Illustration by Bill McConkey

UK politics is facing communication breakdown

Our electoral culture is not remotely capable of withstanding the shift to digital campaigns
April 29, 2024

One of the features of the London mayoral race has been unusually aggressive advertising. The Tories, in particular, have stooped to outright falsehoods. Their most memorable video featured an American voiceover in the style of The Twilight Zone, warning—over footage of New York—that Sadiq Khan had “seized power” and that London is now one of the crime capitals of the world.

Some argued this absurdity was deliberate, designed to get the video shared widely. But, as one Tory strategist told the journalist Jonn Elledge: “The conspiracy theory I’ve always liked the most is the one that presumes that behind something inexplicably dumb there must be some grand plan… My god, I wish it were true. I mean, have you met us? We really are just this shit.”

Nevertheless, the Tories’ general election marketing will be more professional. This spring has also seen Rishi Sunak interviewed by three Instagram influencers in their twenties with 700,000 followers between them. They were, apparently, not paid, but put questions so servile that they’d make a GB News journalist blush. There was no challenge to claims by the prime minister about, for instance, the value of his tax cuts to households.

This is a tactic developed by digital communications agency Topham Guerin, which has worked with Conservative election chief Isaac Levido in campaigns around the world. It had recent success in New Zealand, where the centre-right National Party won power after six years of Labour government. 

Alongside more conventional online advertising, it used TikTok to build new prime minister Christopher Luxon’s profile. His videos were viewed 17m times, primarily by 18- to 34-year-olds—who are notoriously hard for parties to reach, and who supported him in surprising numbers. Joe Biden’s campaign team is also investing heavily in TikTok, even while Congress demands a change in its Chinese ownership. 

To be clear, digital tricks are not going to lead to a shock victory for the Conservatives in the UK. Campaigns can make a difference at the margins, but they cannot make up for a weak track record over 14 years, an absence of policies or Sunak’s lack of political instinct. In any case, Labour has built up its own digital team led by experienced campaigner and long-time Starmer ally Tom Lillywhite. 
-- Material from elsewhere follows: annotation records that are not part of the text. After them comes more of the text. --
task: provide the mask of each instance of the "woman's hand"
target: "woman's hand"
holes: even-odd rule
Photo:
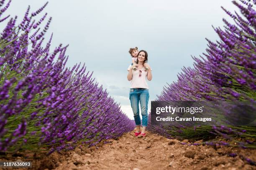
[[[133,78],[132,71],[133,68],[133,65],[132,67],[131,67],[131,68],[130,69],[130,70],[128,71],[128,74],[127,75],[127,80],[128,80],[128,81],[131,80]]]

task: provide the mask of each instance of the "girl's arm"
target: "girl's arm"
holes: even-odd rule
[[[133,78],[133,69],[132,67],[130,68],[130,70],[128,71],[128,74],[127,75],[127,80],[128,81],[131,80]]]

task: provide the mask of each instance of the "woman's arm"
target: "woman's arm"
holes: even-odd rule
[[[151,68],[150,68],[149,65],[147,63],[144,63],[144,66],[145,67],[147,67],[148,68],[148,74],[147,74],[147,79],[148,81],[150,81],[152,80],[152,73],[151,73]]]
[[[151,73],[151,69],[150,68],[148,68],[148,71],[147,78],[148,81],[150,81],[152,80],[152,73]]]
[[[131,67],[130,68],[130,70],[128,71],[128,74],[127,75],[127,80],[128,81],[131,80],[133,78],[133,68]]]

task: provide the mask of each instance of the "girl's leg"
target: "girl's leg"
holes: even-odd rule
[[[141,127],[141,118],[140,117],[139,110],[139,98],[138,89],[130,89],[130,101],[131,105],[133,109],[133,117],[135,121],[136,127],[136,132],[139,132]]]
[[[142,115],[142,130],[141,133],[146,132],[146,127],[148,126],[148,104],[149,94],[148,89],[141,90],[139,93],[139,100]]]

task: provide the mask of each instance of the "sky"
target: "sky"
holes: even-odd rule
[[[46,2],[13,0],[4,16],[17,15],[20,22],[29,5],[31,12],[34,12]],[[206,52],[205,38],[219,39],[212,25],[223,28],[223,18],[233,23],[220,7],[233,13],[238,11],[231,0],[223,0],[49,2],[37,17],[39,19],[47,12],[47,19],[52,17],[44,44],[51,32],[51,51],[60,43],[69,44],[67,66],[85,63],[87,70],[93,71],[96,81],[131,119],[134,118],[129,100],[131,82],[127,79],[127,69],[131,63],[130,48],[138,47],[148,52],[153,75],[148,81],[149,111],[151,101],[156,99],[163,87],[176,81],[184,66],[193,67],[191,55],[199,57]],[[6,22],[0,24],[1,30]]]

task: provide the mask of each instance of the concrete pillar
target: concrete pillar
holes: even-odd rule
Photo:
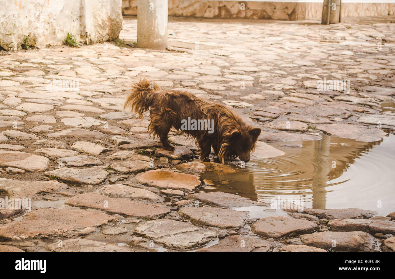
[[[167,0],[138,0],[137,46],[164,49],[167,46]]]

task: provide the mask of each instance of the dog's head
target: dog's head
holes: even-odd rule
[[[255,149],[261,131],[260,128],[246,125],[230,131],[225,136],[224,144],[221,147],[223,157],[226,160],[238,157],[246,162],[249,161],[250,153]]]

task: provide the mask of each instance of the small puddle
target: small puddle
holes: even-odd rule
[[[40,200],[37,202],[33,201],[32,205],[33,207],[37,208],[63,208],[64,207],[64,202],[66,200],[59,200],[51,202],[47,200]]]
[[[281,147],[278,157],[252,161],[236,173],[207,172],[215,189],[253,200],[279,205],[289,199],[317,209],[358,208],[376,210],[385,216],[395,209],[395,135],[374,142],[324,136],[319,141],[293,142],[299,148]],[[284,200],[285,200],[284,201]],[[267,207],[239,207],[250,211],[251,218],[287,216]]]

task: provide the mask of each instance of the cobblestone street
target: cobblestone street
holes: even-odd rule
[[[337,251],[395,251],[394,213],[229,209],[270,205],[206,190],[199,173],[237,167],[200,162],[175,131],[175,150],[162,149],[149,113],[122,111],[142,77],[226,104],[262,129],[252,160],[284,155],[273,142],[393,136],[395,17],[319,23],[173,18],[159,51],[135,47],[137,19],[126,17],[126,47],[2,51],[0,192],[32,210],[0,208],[0,251],[241,251],[244,240],[243,251],[324,252],[333,238]]]

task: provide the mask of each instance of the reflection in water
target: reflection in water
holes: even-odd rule
[[[217,187],[204,190],[269,203],[279,196],[303,199],[305,206],[319,209],[357,207],[380,215],[395,211],[395,136],[374,142],[325,136],[297,143],[303,147],[271,144],[285,155],[251,161],[236,174],[201,174]]]

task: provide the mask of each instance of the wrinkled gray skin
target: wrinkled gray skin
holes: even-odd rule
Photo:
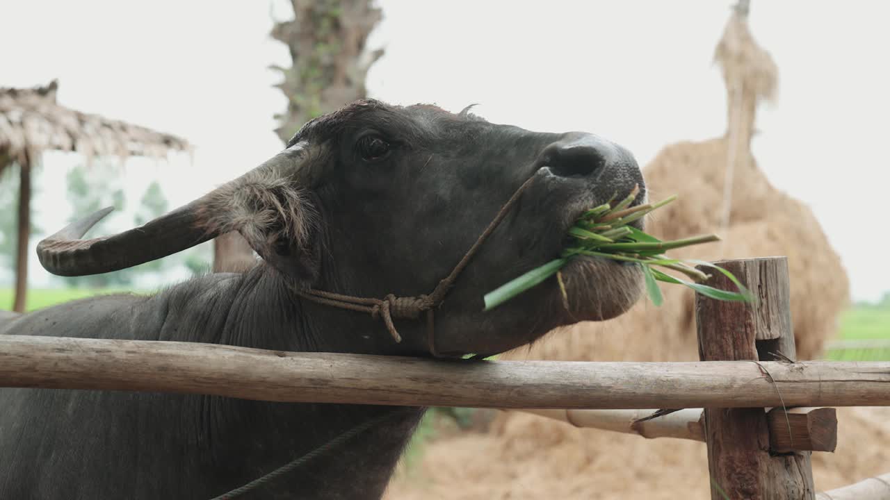
[[[373,155],[357,146],[368,133],[392,145],[382,158],[366,160]],[[428,356],[422,322],[397,319],[404,341],[396,344],[379,320],[304,302],[288,281],[371,297],[429,293],[530,176],[534,183],[437,310],[437,348],[501,352],[559,326],[620,314],[639,294],[636,268],[578,260],[564,271],[570,311],[554,280],[481,311],[484,293],[558,256],[581,211],[642,187],[632,156],[595,136],[366,101],[311,122],[282,158],[311,169],[295,178],[312,204],[304,208],[318,214],[300,246],[316,258],[274,242],[280,253],[266,261],[275,265],[196,278],[150,297],[6,316],[0,333]],[[0,498],[209,498],[393,410],[401,413],[246,498],[379,498],[423,409],[0,389]]]

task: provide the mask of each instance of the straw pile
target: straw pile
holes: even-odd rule
[[[756,101],[772,96],[775,65],[756,47],[744,12],[732,16],[716,59],[727,79],[729,127],[723,136],[665,148],[644,169],[651,198],[679,195],[646,231],[672,239],[716,232],[723,245],[685,248],[702,260],[787,255],[798,357],[818,357],[835,335],[848,282],[812,212],[773,187],[750,153]],[[729,173],[729,180],[727,180]],[[731,203],[724,202],[729,199]],[[734,200],[734,201],[732,201]],[[725,206],[722,213],[719,207]],[[698,359],[693,296],[664,286],[664,304],[641,301],[604,323],[554,332],[510,359],[691,360]],[[834,454],[814,454],[818,489],[886,472],[887,408],[839,408]],[[709,498],[706,448],[678,440],[644,440],[576,429],[537,415],[500,413],[485,432],[427,445],[422,462],[402,470],[389,500],[538,498]]]

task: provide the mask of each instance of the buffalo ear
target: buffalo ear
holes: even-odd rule
[[[274,171],[257,169],[219,188],[205,206],[206,227],[237,230],[263,259],[300,286],[320,272],[319,217],[310,191]]]
[[[312,286],[321,271],[321,250],[317,235],[306,235],[304,240],[295,240],[276,231],[263,241],[247,242],[269,265],[290,278],[299,286]]]

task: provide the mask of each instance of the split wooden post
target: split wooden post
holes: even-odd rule
[[[703,361],[752,362],[797,359],[791,327],[788,259],[768,257],[716,262],[741,281],[756,303],[696,295],[699,356]],[[732,282],[708,268],[708,285],[731,290]],[[765,368],[764,378],[771,379]],[[780,391],[778,387],[775,391]],[[711,498],[813,498],[810,452],[771,454],[765,408],[705,408]]]

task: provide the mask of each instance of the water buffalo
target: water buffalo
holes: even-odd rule
[[[556,327],[614,317],[637,299],[637,267],[583,258],[563,271],[568,309],[551,280],[482,311],[484,293],[558,255],[583,210],[637,184],[632,155],[594,135],[360,101],[309,122],[269,161],[142,227],[80,239],[99,214],[38,246],[44,267],[72,276],[130,267],[238,230],[260,265],[151,296],[94,297],[6,319],[0,333],[295,351],[502,352]],[[436,304],[432,346],[424,321],[396,319],[396,343],[379,317],[303,294],[426,294],[522,185]],[[0,390],[0,498],[66,500],[213,497],[393,411],[34,389]],[[245,497],[379,498],[423,408],[400,411]]]

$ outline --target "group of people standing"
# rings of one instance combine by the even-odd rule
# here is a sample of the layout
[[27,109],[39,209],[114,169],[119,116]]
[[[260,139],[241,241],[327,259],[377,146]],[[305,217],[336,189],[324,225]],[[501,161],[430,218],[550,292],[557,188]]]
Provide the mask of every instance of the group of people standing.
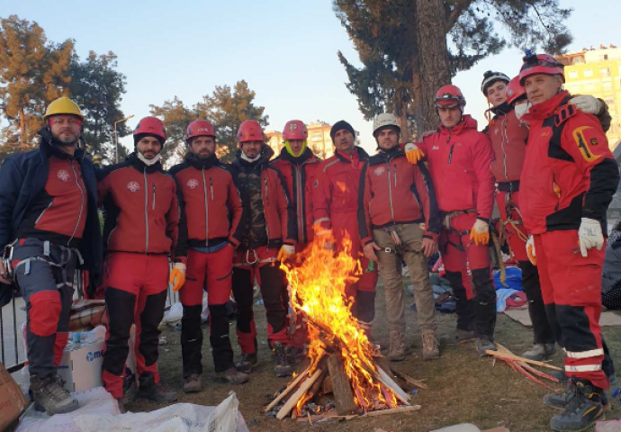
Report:
[[[204,291],[216,375],[234,384],[248,381],[257,364],[255,282],[274,372],[290,375],[306,332],[302,317],[288,314],[280,263],[321,236],[329,236],[322,244],[335,252],[343,251],[348,238],[346,250],[360,260],[363,272],[346,295],[367,335],[379,267],[392,361],[411,352],[403,264],[414,288],[422,356],[440,356],[428,273],[428,258],[438,249],[457,301],[455,338],[474,338],[477,353],[485,356],[495,349],[489,248],[495,196],[500,213],[495,230],[522,269],[534,324],[534,346],[524,356],[546,359],[556,343],[567,353],[560,376],[569,380],[567,390],[544,400],[564,410],[551,427],[580,430],[592,424],[608,406],[605,391],[614,377],[598,320],[606,210],[619,175],[595,117],[605,116],[605,104],[592,96],[572,97],[563,82],[562,66],[547,55],[525,58],[513,79],[486,73],[482,91],[493,105],[493,118],[482,132],[464,114],[460,89],[444,86],[435,98],[437,130],[418,142],[400,143],[394,115],[380,114],[374,121],[378,151],[373,156],[356,145],[353,127],[340,121],[330,130],[335,155],[320,160],[308,147],[306,126],[295,120],[285,124],[285,146],[272,158],[259,123],[246,121],[238,130],[234,161],[223,164],[213,125],[198,120],[187,127],[185,158],[167,172],[159,160],[166,131],[158,119],[139,122],[134,152],[124,162],[95,169],[79,145],[79,107],[67,98],[54,101],[40,148],[9,158],[0,170],[0,247],[6,257],[0,280],[14,282],[27,304],[37,408],[50,414],[77,408],[56,375],[76,268],[89,271],[86,294],[105,299],[103,380],[122,410],[136,396],[176,399],[159,384],[157,367],[158,326],[169,284],[184,308],[184,392],[202,387]],[[226,306],[231,292],[238,310],[237,363]],[[135,345],[130,346],[132,325]],[[130,349],[136,354],[138,382],[125,379]]]

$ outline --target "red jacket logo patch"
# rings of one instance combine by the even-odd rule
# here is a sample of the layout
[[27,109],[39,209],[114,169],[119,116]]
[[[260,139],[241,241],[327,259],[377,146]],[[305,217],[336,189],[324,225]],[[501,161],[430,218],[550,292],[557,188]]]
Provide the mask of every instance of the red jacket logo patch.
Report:
[[138,184],[138,182],[130,182],[127,184],[127,190],[136,193],[140,190],[140,185]]
[[68,182],[69,181],[69,173],[68,173],[64,169],[59,169],[56,173],[56,178],[58,178],[61,182]]
[[378,177],[385,172],[386,172],[386,168],[384,166],[378,166],[374,170],[374,174],[375,176],[377,176]]

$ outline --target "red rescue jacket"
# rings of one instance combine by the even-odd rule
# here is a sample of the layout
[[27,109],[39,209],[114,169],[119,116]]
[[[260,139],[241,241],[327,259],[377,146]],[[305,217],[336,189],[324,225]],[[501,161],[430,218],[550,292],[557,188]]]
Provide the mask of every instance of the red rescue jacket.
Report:
[[201,160],[188,153],[185,160],[170,169],[180,191],[184,218],[179,225],[177,255],[187,247],[211,247],[229,241],[233,248],[241,241],[245,217],[241,195],[230,168],[213,156]]
[[522,175],[528,126],[518,120],[513,108],[506,103],[494,112],[496,115],[483,130],[496,157],[490,168],[497,183],[516,182]]
[[315,237],[312,230],[312,182],[320,162],[321,159],[315,157],[308,148],[297,158],[291,156],[283,148],[280,156],[270,164],[284,178],[287,192],[292,201],[299,246],[311,242]]
[[597,118],[568,104],[562,92],[534,105],[520,178],[520,209],[533,234],[577,230],[581,218],[599,220],[616,190],[619,171]]
[[476,128],[476,121],[464,115],[452,130],[440,125],[417,146],[427,156],[440,212],[475,209],[478,218],[489,220],[494,207],[490,171],[494,155],[490,140]]
[[322,230],[332,229],[331,218],[354,218],[356,220],[360,173],[368,158],[369,155],[356,147],[351,155],[337,150],[333,157],[320,164],[312,184],[312,199],[314,223]]
[[161,164],[148,166],[132,153],[97,177],[99,202],[106,210],[106,252],[172,255],[179,223],[177,191]]
[[363,245],[373,241],[372,230],[396,223],[425,223],[425,236],[437,239],[440,219],[427,167],[411,165],[399,148],[369,158],[358,193]]

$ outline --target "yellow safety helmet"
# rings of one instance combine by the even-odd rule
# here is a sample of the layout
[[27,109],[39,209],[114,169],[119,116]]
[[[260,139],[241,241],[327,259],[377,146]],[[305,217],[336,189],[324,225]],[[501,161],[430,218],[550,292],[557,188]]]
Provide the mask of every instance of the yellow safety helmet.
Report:
[[50,116],[57,114],[72,114],[79,117],[80,120],[84,122],[84,115],[82,115],[80,107],[67,96],[58,97],[50,104],[48,109],[45,111],[43,120],[47,122]]

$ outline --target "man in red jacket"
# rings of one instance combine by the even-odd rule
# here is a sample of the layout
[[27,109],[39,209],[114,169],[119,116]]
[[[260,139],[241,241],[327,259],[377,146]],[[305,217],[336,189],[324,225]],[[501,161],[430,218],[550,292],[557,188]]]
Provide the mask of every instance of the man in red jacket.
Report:
[[239,311],[238,343],[242,353],[238,368],[248,373],[257,362],[252,311],[256,278],[267,316],[274,372],[276,376],[287,376],[292,372],[287,359],[287,281],[280,262],[295,254],[295,213],[284,179],[269,165],[274,150],[265,144],[258,122],[241,123],[238,143],[239,149],[231,170],[248,212],[242,226],[241,245],[233,258],[233,294]]
[[[476,336],[476,350],[485,356],[495,349],[496,290],[490,268],[489,220],[494,205],[494,159],[490,140],[477,131],[477,123],[464,115],[465,98],[454,86],[444,86],[436,94],[440,116],[437,132],[422,142],[406,145],[408,160],[417,163],[427,155],[444,218],[440,236],[442,258],[453,292],[457,298],[457,337]],[[472,274],[474,292],[467,281]]]
[[[177,257],[172,274],[179,221],[175,180],[162,170],[160,151],[166,139],[164,123],[155,117],[140,120],[133,133],[135,151],[98,175],[99,201],[106,210],[104,227],[104,286],[109,324],[104,354],[103,380],[122,410],[125,362],[136,354],[138,396],[158,402],[176,400],[159,384],[158,326],[164,316],[169,275],[183,284],[185,257]],[[131,325],[136,346],[129,346]]]
[[205,286],[209,339],[216,373],[233,384],[248,380],[248,375],[238,371],[233,363],[226,306],[231,291],[233,255],[241,241],[241,220],[245,216],[233,176],[216,157],[213,125],[205,120],[192,122],[185,140],[188,153],[184,161],[173,166],[170,174],[181,192],[180,207],[184,215],[176,255],[187,255],[185,284],[179,286],[184,305],[181,354],[184,392],[193,393],[202,388],[201,312]]
[[[274,159],[274,167],[284,178],[287,192],[295,209],[298,227],[298,243],[295,251],[300,252],[315,238],[312,229],[312,182],[321,159],[308,148],[309,130],[299,120],[287,122],[283,130],[284,147],[280,156]],[[307,331],[301,316],[290,318],[292,345],[297,351],[303,350]]]
[[[567,352],[565,393],[544,403],[565,410],[554,430],[583,430],[603,417],[608,379],[599,327],[606,211],[618,167],[597,119],[569,104],[563,67],[552,56],[525,58],[519,74],[530,123],[520,177],[526,247],[536,256],[544,302],[556,340]],[[533,254],[535,253],[535,254]]]
[[[388,358],[401,361],[406,355],[405,299],[401,260],[410,269],[423,359],[440,356],[436,338],[436,302],[429,284],[428,258],[437,251],[440,219],[436,197],[423,163],[411,165],[399,148],[400,128],[394,114],[375,117],[374,136],[380,151],[362,170],[358,228],[364,256],[379,261],[384,283],[386,317],[391,326]],[[377,252],[376,252],[377,251]]]
[[330,137],[336,151],[321,162],[313,182],[315,229],[318,235],[333,234],[338,252],[346,237],[351,241],[351,256],[360,260],[363,274],[346,287],[346,294],[355,298],[354,316],[369,335],[375,317],[377,270],[363,253],[357,220],[360,173],[369,155],[356,146],[356,131],[343,120],[332,126]]

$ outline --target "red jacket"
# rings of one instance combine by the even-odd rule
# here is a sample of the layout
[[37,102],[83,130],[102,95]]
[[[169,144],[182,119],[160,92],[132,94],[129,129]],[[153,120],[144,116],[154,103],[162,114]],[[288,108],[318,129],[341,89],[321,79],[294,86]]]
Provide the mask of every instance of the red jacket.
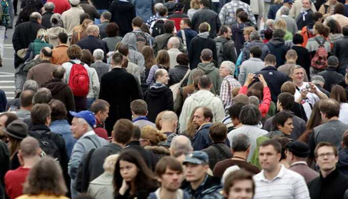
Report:
[[[247,94],[248,93],[248,87],[243,86],[241,87],[238,94]],[[268,87],[264,87],[264,99],[260,102],[258,106],[258,110],[261,113],[263,117],[265,117],[268,112],[271,106],[271,91]]]

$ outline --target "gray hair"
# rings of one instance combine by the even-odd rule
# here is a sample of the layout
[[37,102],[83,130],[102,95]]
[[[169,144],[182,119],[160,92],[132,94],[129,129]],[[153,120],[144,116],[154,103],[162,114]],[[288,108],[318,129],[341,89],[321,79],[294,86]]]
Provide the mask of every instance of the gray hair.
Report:
[[36,93],[37,90],[39,89],[39,85],[36,81],[30,79],[26,81],[23,85],[23,91],[31,90],[34,91],[34,93]]
[[231,148],[234,151],[246,151],[250,146],[250,139],[246,134],[241,134],[232,138]]
[[287,7],[285,7],[280,10],[280,14],[285,14],[286,15],[289,15],[289,13],[290,12],[290,9]]
[[168,43],[171,43],[172,48],[178,49],[180,46],[180,40],[177,37],[171,37],[168,40]]
[[54,5],[54,4],[53,4],[52,2],[47,2],[46,4],[45,4],[45,10],[46,12],[52,12],[54,10],[54,8],[55,7],[55,6]]
[[93,51],[93,57],[97,60],[102,60],[104,59],[104,51],[100,49],[96,49]]
[[37,20],[38,19],[41,19],[42,16],[41,16],[41,14],[37,12],[34,12],[30,14],[29,16],[29,18],[30,20]]
[[230,74],[234,74],[235,70],[235,65],[231,61],[224,61],[221,63],[221,65],[225,65],[230,71]]
[[253,41],[254,40],[259,40],[260,37],[260,33],[259,33],[258,32],[256,31],[252,31],[250,33],[249,37],[250,38],[250,40],[252,41]]
[[164,5],[163,4],[161,3],[158,3],[155,5],[155,10],[156,11],[156,12],[159,12],[159,10],[160,8],[164,6]]
[[175,137],[170,143],[170,150],[174,153],[183,152],[188,153],[193,150],[191,141],[185,136],[178,136]]

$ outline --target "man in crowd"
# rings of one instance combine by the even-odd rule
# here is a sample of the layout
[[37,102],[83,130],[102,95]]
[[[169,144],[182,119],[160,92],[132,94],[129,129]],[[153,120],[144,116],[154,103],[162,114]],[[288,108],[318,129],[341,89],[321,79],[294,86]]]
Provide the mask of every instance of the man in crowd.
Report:
[[98,136],[107,140],[107,132],[105,129],[105,121],[108,117],[110,104],[107,101],[97,99],[91,105],[90,109],[96,117],[96,126],[93,130]]
[[268,195],[277,198],[310,198],[303,177],[279,163],[281,152],[281,145],[275,140],[266,140],[260,145],[258,158],[262,170],[254,176],[256,187],[254,198]]
[[187,154],[183,164],[185,166],[185,180],[182,187],[191,198],[215,198],[219,195],[220,179],[207,174],[209,158],[205,152],[194,151]]
[[224,105],[221,100],[209,91],[212,86],[211,79],[206,75],[200,77],[198,81],[200,90],[186,98],[179,117],[180,132],[186,129],[190,116],[197,106],[207,106],[213,112],[214,122],[222,121],[225,116]]
[[233,165],[237,165],[254,174],[258,173],[260,169],[246,161],[250,149],[250,139],[248,136],[241,134],[233,137],[231,147],[233,157],[216,163],[213,170],[214,176],[222,177],[225,171]]
[[99,137],[93,131],[96,119],[92,112],[89,110],[83,110],[79,113],[70,112],[70,114],[74,117],[71,122],[71,132],[74,138],[77,140],[74,145],[69,163],[69,174],[71,178],[71,195],[72,197],[75,197],[78,194],[74,186],[77,169],[82,161],[83,156],[88,154],[92,149],[106,145],[107,141]]
[[[113,55],[113,68],[102,77],[100,81],[99,99],[108,102],[111,107],[109,117],[105,120],[105,129],[109,135],[118,119],[132,119],[129,104],[132,101],[140,98],[137,80],[121,66],[123,58],[119,53]],[[111,87],[110,85],[114,86]]]
[[330,142],[320,142],[316,146],[314,154],[320,175],[308,183],[311,198],[346,197],[348,186],[345,182],[348,177],[341,174],[336,167],[338,161],[336,147]]
[[287,144],[286,148],[287,162],[290,165],[289,169],[300,174],[307,184],[319,176],[319,174],[307,165],[307,157],[310,151],[307,143],[295,141]]
[[[15,120],[7,129],[21,129],[25,132],[28,127],[23,122]],[[30,169],[40,160],[41,148],[38,141],[31,137],[27,137],[20,142],[20,149],[18,156],[21,166],[15,170],[10,170],[5,176],[6,193],[11,199],[14,199],[23,194],[23,184],[26,181]]]

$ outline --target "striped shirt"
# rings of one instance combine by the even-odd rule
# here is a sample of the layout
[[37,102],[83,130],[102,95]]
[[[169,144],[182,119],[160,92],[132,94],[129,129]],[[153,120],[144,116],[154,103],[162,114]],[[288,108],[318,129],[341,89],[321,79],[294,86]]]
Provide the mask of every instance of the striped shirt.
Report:
[[264,171],[254,176],[256,185],[254,199],[310,199],[303,177],[280,165],[277,176],[266,179]]
[[233,89],[241,86],[241,83],[232,75],[229,75],[224,78],[220,88],[220,98],[224,104],[225,109],[232,106],[232,91]]

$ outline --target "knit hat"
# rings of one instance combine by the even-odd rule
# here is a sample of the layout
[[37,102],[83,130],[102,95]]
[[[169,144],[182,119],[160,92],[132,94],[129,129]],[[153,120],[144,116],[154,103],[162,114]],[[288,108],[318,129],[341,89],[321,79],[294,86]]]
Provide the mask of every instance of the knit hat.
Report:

But that doesn’t mean we shouldn’t pay attention to these shifts, or their potential long-term effects. And this year will see an ­unprecedented barrage, partly because there is now a wider range of platforms. The Tories have also quietly upped campaign spending limits from £19m to £34m for each party. Their coffers are full, thanks to some very large donations from a bunch of fairly unsavoury characters. 

This pales in comparison with the billions due to be spent on political adverts in the US this year (of which an estimated $3.5bn will go on digital). We are, though, heading in that direction, thanks to both higher spending and online platforms making our traditional ban on televised political adverts redundant. 

The shifting landscape matters for several reasons. Firstly, new forms of communication can presage different kinds of leaders coming to the fore. Just as Alec Douglas-Home wasn’t well-suited to the TV era, neither Sunak nor Keir Starmer are natural TikTokkers.

The unpredictability of virality offers more opportunities for politicians to quickly grab a national profile. Rory Stewart came to prominence during the 2019 Tory leadership election almost entirely due to his use of social media. One of the most-followed UK politicians is left-wing Labour MP Zarah Sultana, who gets very little mainstream coverage but has found a substantial audience for her worldview online.

Secondly, the shift to digital advertising makes it harder to hold parties, and others who wish to influence elections, to account. Online communications—unlike party political broadcasts and manifestos—often go under the radar because they are targeted at specific groups. This same fragmentation creates the space for stealthy interference. Foul play by the Russians or Chinese is an easy conspiracy theory which can be drawn on to explain away a loss, but there is evidence that it really happens. 

An ongoing and contentious inquiry in Canada has revealed claims from its intelligence service that anti-Conservative misinformation was spread among Chinese diaspora communities by the Beijing government. We know Russia has tried, not hugely successfully, to interfere with US elections. A new unit has been set up by counter-­terrorist police in the UK to tackle the threat to our elections. 

None of this will change the outcome this time around. But as traditional forms of communication break down and it gets ever tougher to monitor what people are seeing, it’s not hard to imagine the result in a close future election being decided by false information—either from a foreign government or our own degraded political culture.